Comprehensive solution addressing all three focus areas:
API Rate Limits:
Cumulocity enforces tenant-level rate limits:
- Standard tier: ~100 requests/second
- Enterprise tier: ~200 requests/second (configurable)
- Limits are cumulative across ALL API operations (REST, MQTT processing, etc.)
- 429 responses include Retry-After header indicating when to retry
Your current load:
- 450 events / 5 seconds = 90 requests/second
- Near threshold with zero margin for other operations
- Bursts or concurrent operations easily exceed limits
Rate limits apply to:
- REST API calls (POST, GET, PUT, DELETE)

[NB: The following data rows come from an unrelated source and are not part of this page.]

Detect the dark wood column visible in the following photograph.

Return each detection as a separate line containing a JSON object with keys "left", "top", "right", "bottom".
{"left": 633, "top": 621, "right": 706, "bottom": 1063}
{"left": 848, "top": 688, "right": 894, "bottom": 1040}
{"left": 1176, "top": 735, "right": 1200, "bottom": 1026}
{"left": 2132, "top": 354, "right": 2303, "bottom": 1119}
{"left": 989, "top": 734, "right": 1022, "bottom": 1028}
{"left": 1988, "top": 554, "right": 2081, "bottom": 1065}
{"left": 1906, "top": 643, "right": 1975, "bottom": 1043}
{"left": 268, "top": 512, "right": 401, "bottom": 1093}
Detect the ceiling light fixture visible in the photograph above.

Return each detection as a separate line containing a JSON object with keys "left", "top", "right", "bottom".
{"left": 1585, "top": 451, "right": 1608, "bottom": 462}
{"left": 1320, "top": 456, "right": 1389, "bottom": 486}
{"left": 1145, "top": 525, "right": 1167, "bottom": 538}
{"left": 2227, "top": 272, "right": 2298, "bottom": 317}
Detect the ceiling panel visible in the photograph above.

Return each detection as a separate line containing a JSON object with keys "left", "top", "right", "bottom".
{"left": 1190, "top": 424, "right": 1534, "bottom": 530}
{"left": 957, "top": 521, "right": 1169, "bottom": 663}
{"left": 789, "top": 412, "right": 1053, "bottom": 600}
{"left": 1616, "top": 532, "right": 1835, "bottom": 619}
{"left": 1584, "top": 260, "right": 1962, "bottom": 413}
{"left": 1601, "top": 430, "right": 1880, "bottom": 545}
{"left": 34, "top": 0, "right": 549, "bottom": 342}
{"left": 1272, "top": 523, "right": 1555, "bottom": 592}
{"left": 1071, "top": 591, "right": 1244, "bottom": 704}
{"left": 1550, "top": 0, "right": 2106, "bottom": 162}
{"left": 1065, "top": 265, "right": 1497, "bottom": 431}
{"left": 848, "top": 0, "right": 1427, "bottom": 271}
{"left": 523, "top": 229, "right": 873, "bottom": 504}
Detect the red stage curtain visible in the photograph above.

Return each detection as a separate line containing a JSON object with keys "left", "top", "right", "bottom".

- MQTT messages processed by platform (each publish = 1 API operation)
- Bulk operations (count as 1 request regardless of batch size)
Event Batching Strategy:
Implement batching at multiple levels:
1. Device-Level Batching (MQTT SmartREST):
// SmartREST template for multi-measurement
211,temperature,25.5,pressure,101.3,vibration,0.05
Single MQTT publish sends 3 measurements = 1 API operation (vs 3 separate operations)
2. Gateway-Level Batching:
If using gateway architecture:
- Gateway collects events from multiple devices
- Batches into groups of 100-500 events
- Posts via bulk events API every 5-10 seconds
POST /event/events/bulk
[
{"type": "c8y_Temperature", "source": {"id": "device1"}, "text": "25.5°C"},
{"type": "c8y_Pressure", "source": {"id": "device1"}, "text": "101.3 kPa"},
... (up to 1000 events)
]
3. Measurement API Alternative:
For telemetry, use measurements API instead of events:
POST /measurement/measurements/bulk
[
{"source": {"id": "device1"}, "type": "c8y_MultiSensor",
"c8y_Temperature": {"T": {"value": 25.5, "unit": "C"}},
"c8y_Pressure": {"P": {"value": 101.3, "unit": "kPa"}}}
]
Measurements are optimized for time-series data and have better performance characteristics.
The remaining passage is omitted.